Python Forum
counting characters in an object - Printable Version

+- Python Forum (https://python-forum.io)
+-- Forum: Python Coding (https://python-forum.io/forum-7.html)
+--- Forum: General Coding Help (https://python-forum.io/forum-8.html)
+--- Thread: counting characters in an object (/thread-27242.html)

Pages: 1 2


counting characters in an object - Skaperen - May-31-2020

i have a string (str,bytes,bytearray) and an object with one or more characters (str,bytes,bytearray,set,frozenset,list,tuple). the beginning of the string has some number of characters that would get a True result if the in operator is used with that object while stepping through the string until it reaches a character that would get False. as this is hard to explain, here is some code:
def runlen(s,o):
    for n in range(len(s)):
        if s[n] in o:
            continue
        return n
what i would like to know is if there is a way to call something to do that loop internally so it would run faster. maybe re can do this, somehow. once i have the position n, i will be using s[:n] though not s[n:]. so, something that just gives me the prefix would do the job.

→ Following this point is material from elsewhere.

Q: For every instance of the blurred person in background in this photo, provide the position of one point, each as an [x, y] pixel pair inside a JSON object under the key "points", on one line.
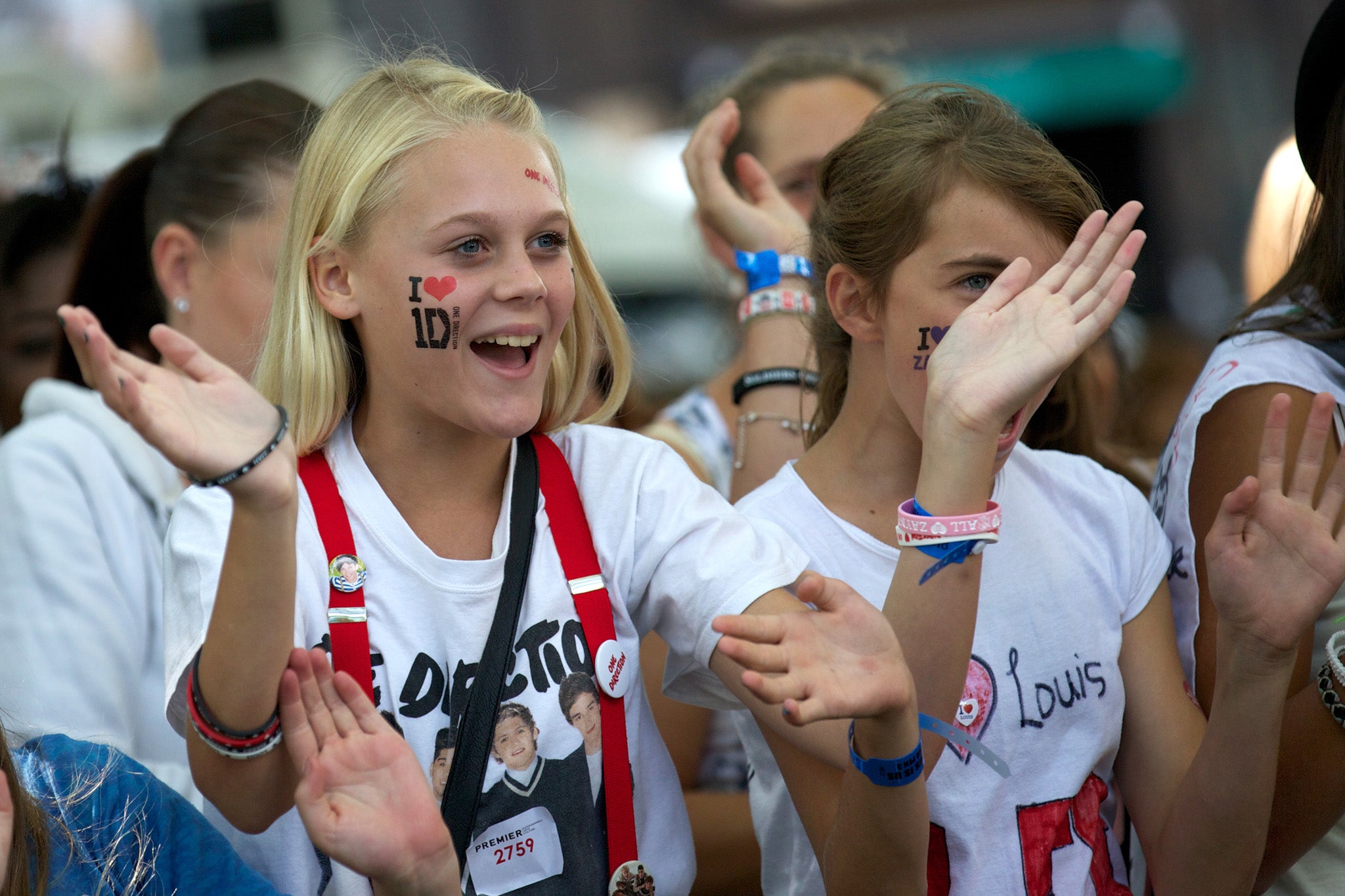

RE: counting characters in an object - bowlofred - May-31-2020

Yes, you could do a regex. If your string were supercalifragilistic and your set of OK characters were lrepscau, then the first failure should be the "i" in position number 8.

>>> import re
>>> s = "supercalifragilistic"
>>> chars = "lrepscau"
>>> re.match(fr"[{chars}]*", s)
<_sre.SRE_Match object; span=(0, 8), match='supercal'>
It matched from (0, 8), so position #8 did not match. Or you could do the inverse character class and find the first match:

>>> re.search(fr"[^{chars}]", s)
<_sre.SRE_Match object; span=(8, 9), match='i'>
You can ask for the span() of any successful match.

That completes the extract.